Discrete Component Analysis
The Discrete Component Analysis (DCA) software is being developed as a stand-alone package, and as a plug-in to the Elefant system, a machine learning toolbox from NICTA. Currently the software is being run in stand-alone mode using the data streaming libraries from the older and now unsupported MPCA system, developed at Helsinki Institute for IT. The software itself is written in the C language and compiles on a Linux and a Mac OS X environment.
The models presented here are known under many names, such as latent Dirichlet allocation, multi-aspect models, multinomial PCA, and non-negative matrix factorisation.
The following reports are available for the first public release, version 0.202:
- "DCA 0.202 Software," software guide for installers and developers.
- "DCA 0.202 User Guide," for users.
- "An Approach to Discrete Component Analysis," theory paper.
- "Estimating Likelihoods for Topic Models," paper describing the evaluation of topic models, original is in ACML'09 and the original publication is available at www.springerlink.com.
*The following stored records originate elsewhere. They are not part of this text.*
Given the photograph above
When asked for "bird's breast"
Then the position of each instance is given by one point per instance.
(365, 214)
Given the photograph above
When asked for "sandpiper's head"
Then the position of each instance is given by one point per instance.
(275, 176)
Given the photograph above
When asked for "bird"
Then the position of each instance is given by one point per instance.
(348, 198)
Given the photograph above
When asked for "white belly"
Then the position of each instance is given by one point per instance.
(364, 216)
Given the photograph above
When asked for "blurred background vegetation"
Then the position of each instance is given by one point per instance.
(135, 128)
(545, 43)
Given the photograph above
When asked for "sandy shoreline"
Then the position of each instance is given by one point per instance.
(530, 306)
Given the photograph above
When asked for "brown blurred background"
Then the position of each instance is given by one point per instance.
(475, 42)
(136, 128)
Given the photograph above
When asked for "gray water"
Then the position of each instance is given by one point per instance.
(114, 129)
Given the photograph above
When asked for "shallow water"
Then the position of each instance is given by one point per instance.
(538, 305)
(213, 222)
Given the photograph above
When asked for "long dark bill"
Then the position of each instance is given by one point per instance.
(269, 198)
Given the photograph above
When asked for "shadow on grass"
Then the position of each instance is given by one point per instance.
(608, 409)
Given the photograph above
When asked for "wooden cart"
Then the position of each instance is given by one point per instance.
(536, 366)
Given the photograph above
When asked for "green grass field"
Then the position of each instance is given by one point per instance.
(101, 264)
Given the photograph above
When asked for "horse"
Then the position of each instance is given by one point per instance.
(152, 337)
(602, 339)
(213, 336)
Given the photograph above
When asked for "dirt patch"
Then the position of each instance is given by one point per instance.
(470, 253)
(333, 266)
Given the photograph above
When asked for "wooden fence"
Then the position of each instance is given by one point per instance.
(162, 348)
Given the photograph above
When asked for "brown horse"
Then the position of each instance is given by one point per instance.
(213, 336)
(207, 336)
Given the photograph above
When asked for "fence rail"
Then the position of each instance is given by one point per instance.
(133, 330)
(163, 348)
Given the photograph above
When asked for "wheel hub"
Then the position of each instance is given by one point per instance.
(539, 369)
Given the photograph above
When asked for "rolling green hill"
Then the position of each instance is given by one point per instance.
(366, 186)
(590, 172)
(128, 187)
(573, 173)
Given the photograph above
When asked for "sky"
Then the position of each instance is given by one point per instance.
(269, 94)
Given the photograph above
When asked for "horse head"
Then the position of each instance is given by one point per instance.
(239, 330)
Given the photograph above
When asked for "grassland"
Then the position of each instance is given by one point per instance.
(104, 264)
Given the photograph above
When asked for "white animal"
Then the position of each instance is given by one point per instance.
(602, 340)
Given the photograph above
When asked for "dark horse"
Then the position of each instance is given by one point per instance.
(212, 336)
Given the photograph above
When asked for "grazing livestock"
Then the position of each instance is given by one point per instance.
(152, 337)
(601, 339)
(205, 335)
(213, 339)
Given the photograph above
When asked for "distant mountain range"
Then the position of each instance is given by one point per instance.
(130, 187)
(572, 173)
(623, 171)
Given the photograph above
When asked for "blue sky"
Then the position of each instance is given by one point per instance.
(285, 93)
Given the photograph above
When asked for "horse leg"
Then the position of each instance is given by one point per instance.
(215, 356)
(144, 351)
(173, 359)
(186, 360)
- Downloading and converting the Wikipedia for use using the WEX format.
- Using the UCI data sets for topic modelling.
- Using Reuters RCV1 collection.
- Using the Caltech256 or MSRC2 image collections based on SIFT features, available from Tinne Tuytelaars webpage on Unsupervised Object Discovery.
- Using PubMed XML data.
The software itself, published under the MPL license, can be downloaded in "tar.gz" format. It is built using the GNU configure and autotools. A lot of the examples require installation of a number of Perl-based scripts for data massaging and HTML reporting. Otherwise, installation mainly requires the GNU Scientific Library (GSL), and the Judy library, both are available for easy install on most distributions.